私は「簡単に辞めないで、辞めるにしてもせめて次の仕事の目途がついてからにしたほうがいいよ」とか、「もう少しがんばって正社員への道をめざしたら」などと、仕事の合間に励ましたりしています。とはいえ、契約社員から正社員に登用されるのは、十人に一人の割合です。契約社員にとっては狭き門なので、将来展望が描けず、辞めざるを得ないのが現状なのです。
会社側はコストダウンのために、契約社員の比率をさらに高めたいのでしょう。正社員に対して五十二歳からの早期退職者制度も設けています。一千万円ぐらいの退職金の上積みがあるようですが、再就職先のあてもなく、年金をもらえるまでそれを取り崩していかざるを得ないことも予想されるので、応じる人はほとんどいません。

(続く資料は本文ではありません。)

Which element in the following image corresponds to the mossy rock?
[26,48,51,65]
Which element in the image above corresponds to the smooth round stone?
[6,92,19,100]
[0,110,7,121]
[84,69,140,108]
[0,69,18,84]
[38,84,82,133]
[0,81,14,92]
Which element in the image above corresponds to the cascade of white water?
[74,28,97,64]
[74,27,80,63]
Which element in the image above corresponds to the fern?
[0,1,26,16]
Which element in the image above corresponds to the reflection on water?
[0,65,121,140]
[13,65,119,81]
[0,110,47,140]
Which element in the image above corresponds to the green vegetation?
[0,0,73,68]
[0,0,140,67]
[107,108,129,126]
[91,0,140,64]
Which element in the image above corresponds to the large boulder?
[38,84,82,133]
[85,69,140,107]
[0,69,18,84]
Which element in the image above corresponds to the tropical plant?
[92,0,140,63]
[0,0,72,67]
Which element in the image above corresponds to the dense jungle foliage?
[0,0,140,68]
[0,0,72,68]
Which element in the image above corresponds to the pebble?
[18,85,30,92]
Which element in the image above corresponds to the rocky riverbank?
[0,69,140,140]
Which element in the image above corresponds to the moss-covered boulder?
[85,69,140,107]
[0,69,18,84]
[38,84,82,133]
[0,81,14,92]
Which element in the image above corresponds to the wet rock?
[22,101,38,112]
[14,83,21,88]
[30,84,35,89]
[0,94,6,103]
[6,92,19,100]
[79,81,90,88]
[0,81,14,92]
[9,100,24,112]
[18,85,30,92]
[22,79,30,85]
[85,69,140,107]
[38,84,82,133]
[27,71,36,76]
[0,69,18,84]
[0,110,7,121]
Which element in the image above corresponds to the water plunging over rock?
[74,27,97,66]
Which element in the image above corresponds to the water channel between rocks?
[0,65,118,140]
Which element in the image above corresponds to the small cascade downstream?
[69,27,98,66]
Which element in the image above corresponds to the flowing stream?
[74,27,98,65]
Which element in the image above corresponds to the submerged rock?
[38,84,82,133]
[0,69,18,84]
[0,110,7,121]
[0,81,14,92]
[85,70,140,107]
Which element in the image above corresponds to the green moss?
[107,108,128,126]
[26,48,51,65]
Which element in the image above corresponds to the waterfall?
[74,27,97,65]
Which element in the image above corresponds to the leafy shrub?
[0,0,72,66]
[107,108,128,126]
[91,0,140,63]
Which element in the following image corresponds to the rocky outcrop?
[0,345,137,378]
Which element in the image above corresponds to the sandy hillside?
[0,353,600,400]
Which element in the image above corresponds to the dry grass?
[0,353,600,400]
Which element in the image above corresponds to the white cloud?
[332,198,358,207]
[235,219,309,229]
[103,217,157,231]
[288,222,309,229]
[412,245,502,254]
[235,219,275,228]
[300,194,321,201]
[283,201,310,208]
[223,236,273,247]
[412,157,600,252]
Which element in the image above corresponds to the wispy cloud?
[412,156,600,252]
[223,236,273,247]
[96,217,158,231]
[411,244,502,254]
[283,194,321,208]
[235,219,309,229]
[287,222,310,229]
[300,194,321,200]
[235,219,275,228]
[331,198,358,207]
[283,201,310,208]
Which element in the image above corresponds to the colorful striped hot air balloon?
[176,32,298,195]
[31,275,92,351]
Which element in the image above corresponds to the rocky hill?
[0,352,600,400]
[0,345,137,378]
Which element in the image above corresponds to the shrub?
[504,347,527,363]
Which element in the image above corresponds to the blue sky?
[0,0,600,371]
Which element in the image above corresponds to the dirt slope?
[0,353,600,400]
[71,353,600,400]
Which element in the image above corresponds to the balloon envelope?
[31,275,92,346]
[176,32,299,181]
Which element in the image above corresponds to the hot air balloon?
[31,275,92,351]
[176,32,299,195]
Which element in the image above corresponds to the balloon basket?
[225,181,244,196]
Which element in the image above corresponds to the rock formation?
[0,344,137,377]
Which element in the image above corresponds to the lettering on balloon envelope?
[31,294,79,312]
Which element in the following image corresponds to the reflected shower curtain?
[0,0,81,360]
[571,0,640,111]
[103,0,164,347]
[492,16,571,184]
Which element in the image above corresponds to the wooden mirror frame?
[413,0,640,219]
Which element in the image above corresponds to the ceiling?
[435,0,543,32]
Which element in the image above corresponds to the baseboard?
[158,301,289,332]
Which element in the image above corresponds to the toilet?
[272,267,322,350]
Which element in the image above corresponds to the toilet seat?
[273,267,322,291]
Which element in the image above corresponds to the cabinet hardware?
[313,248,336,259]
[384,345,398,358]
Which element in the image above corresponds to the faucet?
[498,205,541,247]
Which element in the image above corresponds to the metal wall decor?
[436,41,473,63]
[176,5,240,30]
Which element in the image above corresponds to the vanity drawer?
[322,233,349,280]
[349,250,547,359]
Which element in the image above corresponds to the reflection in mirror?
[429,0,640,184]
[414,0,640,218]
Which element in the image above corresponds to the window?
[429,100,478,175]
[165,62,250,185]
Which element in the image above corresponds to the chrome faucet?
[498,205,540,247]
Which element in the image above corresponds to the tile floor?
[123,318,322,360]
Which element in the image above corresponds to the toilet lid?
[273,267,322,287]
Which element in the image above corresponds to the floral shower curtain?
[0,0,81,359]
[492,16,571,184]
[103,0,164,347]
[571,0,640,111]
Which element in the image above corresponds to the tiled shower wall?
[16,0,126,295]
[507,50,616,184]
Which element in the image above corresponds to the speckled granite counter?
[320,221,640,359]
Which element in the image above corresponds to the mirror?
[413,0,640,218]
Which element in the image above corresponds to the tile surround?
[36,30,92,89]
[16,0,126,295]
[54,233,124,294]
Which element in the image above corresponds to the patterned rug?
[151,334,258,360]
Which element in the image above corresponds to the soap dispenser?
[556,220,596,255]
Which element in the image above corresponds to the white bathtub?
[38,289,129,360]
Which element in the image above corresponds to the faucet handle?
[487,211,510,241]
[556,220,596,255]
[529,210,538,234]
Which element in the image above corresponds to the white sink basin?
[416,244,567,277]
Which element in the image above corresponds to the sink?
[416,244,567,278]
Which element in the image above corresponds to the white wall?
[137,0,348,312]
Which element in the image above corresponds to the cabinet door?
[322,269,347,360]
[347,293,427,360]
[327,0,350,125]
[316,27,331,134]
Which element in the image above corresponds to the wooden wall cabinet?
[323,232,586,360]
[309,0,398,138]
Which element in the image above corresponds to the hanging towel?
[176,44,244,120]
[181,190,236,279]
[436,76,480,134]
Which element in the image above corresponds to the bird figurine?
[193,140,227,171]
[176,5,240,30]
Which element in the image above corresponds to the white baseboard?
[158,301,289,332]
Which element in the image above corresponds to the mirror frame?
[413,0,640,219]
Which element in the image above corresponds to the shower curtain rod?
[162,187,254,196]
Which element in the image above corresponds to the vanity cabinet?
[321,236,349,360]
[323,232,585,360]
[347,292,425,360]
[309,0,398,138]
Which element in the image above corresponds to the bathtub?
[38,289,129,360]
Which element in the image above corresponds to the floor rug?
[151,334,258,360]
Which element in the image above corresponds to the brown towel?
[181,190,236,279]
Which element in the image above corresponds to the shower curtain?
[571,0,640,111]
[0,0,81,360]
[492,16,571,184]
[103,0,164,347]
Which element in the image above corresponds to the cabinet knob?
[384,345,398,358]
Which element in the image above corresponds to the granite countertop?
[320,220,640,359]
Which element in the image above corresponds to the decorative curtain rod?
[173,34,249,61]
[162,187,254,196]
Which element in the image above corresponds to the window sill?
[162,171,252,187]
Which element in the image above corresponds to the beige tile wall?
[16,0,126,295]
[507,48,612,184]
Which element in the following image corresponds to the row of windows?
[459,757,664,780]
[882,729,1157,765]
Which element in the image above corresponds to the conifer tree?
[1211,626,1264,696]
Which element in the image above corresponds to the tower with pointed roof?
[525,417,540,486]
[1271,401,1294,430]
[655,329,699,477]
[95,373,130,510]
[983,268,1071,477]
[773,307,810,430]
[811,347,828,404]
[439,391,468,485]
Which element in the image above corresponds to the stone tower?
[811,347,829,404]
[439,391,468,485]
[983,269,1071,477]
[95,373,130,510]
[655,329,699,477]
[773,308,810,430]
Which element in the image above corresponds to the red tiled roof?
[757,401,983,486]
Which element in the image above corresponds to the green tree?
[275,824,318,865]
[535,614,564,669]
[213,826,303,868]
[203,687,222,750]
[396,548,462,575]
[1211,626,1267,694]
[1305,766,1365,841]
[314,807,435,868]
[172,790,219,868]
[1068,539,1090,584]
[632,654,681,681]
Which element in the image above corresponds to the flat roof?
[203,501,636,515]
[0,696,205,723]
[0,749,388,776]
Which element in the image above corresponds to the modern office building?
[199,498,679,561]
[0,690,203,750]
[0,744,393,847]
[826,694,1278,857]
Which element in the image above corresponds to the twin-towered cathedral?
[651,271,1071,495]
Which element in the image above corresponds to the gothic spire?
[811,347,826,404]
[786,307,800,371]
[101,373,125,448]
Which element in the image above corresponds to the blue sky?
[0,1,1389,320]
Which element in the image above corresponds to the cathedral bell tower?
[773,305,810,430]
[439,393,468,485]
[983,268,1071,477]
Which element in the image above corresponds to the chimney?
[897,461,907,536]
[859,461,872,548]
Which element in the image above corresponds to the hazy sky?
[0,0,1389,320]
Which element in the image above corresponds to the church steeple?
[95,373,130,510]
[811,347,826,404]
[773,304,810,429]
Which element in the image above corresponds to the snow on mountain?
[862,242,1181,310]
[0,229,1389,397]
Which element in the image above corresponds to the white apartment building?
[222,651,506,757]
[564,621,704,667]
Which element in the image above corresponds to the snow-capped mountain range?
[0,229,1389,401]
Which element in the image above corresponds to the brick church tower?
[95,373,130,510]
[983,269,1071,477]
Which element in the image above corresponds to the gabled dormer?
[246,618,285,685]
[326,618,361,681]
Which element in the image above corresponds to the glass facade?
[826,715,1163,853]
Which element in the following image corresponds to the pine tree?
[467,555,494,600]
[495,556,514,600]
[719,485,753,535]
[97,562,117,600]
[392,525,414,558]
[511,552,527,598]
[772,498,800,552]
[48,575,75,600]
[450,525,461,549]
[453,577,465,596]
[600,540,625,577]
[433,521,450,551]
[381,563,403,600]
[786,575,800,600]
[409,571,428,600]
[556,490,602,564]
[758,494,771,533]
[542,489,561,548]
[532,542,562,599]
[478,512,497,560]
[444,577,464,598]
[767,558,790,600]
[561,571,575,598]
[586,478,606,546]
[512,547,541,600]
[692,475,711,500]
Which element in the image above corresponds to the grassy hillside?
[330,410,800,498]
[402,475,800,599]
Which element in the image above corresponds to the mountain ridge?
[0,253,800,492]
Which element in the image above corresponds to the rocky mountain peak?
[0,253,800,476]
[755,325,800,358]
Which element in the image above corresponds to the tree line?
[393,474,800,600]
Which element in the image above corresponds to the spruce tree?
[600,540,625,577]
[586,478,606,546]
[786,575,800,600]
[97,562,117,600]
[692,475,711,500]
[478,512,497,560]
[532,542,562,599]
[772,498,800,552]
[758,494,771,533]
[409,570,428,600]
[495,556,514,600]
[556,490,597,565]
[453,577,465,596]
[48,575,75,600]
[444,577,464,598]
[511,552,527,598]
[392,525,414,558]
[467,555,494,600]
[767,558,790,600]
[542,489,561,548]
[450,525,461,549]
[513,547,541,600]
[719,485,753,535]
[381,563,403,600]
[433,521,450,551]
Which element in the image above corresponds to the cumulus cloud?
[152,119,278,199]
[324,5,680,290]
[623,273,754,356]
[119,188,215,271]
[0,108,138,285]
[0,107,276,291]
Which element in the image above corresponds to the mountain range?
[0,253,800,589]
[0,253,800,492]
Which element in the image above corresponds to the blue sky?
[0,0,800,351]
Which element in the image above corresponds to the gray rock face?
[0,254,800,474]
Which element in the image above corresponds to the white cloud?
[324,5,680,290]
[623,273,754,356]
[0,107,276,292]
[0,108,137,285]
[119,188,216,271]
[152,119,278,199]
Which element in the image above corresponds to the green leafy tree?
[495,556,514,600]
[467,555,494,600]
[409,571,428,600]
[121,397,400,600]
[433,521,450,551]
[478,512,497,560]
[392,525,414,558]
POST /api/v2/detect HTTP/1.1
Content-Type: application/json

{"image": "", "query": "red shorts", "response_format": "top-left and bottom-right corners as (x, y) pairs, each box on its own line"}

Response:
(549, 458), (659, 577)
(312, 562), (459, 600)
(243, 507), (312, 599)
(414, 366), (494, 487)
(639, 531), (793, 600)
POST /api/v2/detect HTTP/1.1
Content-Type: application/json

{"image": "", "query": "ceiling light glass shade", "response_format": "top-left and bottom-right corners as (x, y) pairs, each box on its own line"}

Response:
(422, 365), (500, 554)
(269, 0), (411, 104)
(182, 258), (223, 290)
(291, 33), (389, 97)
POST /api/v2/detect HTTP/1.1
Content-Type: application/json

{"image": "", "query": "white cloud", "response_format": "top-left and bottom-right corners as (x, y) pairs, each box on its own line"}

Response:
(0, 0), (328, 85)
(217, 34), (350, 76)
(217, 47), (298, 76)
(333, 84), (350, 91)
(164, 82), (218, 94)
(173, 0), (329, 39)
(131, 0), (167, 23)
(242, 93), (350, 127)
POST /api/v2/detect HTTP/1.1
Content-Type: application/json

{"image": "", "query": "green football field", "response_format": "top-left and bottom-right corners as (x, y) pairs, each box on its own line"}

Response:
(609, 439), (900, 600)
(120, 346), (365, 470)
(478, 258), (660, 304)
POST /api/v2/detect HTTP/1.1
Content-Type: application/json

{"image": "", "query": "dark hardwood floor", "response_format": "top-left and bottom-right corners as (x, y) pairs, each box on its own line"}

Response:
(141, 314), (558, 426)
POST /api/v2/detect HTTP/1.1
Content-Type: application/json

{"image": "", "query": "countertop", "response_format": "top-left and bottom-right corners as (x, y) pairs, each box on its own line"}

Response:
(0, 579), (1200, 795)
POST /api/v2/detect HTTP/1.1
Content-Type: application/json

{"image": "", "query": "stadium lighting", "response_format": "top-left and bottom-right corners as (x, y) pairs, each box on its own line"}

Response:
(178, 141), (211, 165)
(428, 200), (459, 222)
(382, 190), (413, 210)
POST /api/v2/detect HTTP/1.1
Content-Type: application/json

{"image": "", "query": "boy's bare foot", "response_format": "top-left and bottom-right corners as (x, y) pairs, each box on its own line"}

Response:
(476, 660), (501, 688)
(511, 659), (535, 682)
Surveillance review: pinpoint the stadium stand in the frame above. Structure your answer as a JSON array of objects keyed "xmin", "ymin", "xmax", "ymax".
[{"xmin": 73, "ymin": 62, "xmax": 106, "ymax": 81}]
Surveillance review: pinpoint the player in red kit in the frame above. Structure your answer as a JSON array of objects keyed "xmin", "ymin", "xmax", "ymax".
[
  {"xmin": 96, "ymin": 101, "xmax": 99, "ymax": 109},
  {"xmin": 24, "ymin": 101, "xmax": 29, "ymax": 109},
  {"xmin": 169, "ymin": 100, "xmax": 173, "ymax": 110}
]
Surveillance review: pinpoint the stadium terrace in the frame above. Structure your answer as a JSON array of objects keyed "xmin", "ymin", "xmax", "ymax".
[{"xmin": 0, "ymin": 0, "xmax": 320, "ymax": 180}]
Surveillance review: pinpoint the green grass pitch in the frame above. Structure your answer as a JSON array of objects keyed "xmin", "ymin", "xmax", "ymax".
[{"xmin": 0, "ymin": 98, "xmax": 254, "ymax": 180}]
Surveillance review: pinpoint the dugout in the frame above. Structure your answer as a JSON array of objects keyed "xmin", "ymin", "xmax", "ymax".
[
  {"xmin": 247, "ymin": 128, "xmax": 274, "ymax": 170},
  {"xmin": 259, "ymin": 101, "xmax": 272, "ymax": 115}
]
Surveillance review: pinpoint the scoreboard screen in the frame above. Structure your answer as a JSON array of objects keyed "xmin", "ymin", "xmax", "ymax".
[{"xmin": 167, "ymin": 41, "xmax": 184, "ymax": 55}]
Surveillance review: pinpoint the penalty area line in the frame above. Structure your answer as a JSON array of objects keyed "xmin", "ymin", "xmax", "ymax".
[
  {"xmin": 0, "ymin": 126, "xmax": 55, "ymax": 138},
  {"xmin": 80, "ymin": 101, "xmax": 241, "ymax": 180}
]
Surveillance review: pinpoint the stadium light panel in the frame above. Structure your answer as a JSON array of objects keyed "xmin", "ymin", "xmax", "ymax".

一方、正社員で新しく入ってきた人たちは、不足している運転手や車掌になるということで入社してきており、最初の短い期間だけ見習い的に駅に配属されたりしています。ですから、改札業務や切符売場でお客さんとのトラブルも多かったりします。
「俺たちは死ぬまで働きづめかぁ」
このように今の駅では、ベテランの正社員、短い期間で運転手や車掌になっていく正社員、契約社員などで構成されており、まとまりというか、秩序がないというか、そういう状態です。以前だと、先輩からじっくり教育されるというのがあったのですが、そういうこともなくなっています。
その上、運転手や車掌になるための教育期間も以前より短くなっており、事故とか、遅延が増えている原因ではないかと推測しています。
下請け的な民間会社から来ている駅の清掃の労働者がぼやいているのを聞いたことがあります。七十歳ぐらいの人ですが、「俺たちいつまで働かないといけないのかなぁ? 死ぬまで働きづめかなぁ」とポツリとこぼしていました。この人たちの時給は八百円あるかないかだと思います。
正社員、契約社員、それぞれが余裕がなく、自分を守るのに精一杯というのが現状ではないでしょうか。残念ながら、組合もあてにならず、あてにもしていないというのが実際です。
このような現場の状況の中で、どうしたら労働者の団結が強まるのか? そして、賃金をはじめ労働条件をよくしていくことができるのか、「この社会では労働者は展望がないこと」をわかりやすく伝えることができるのか、研究なり分析が必要だと感じているところです。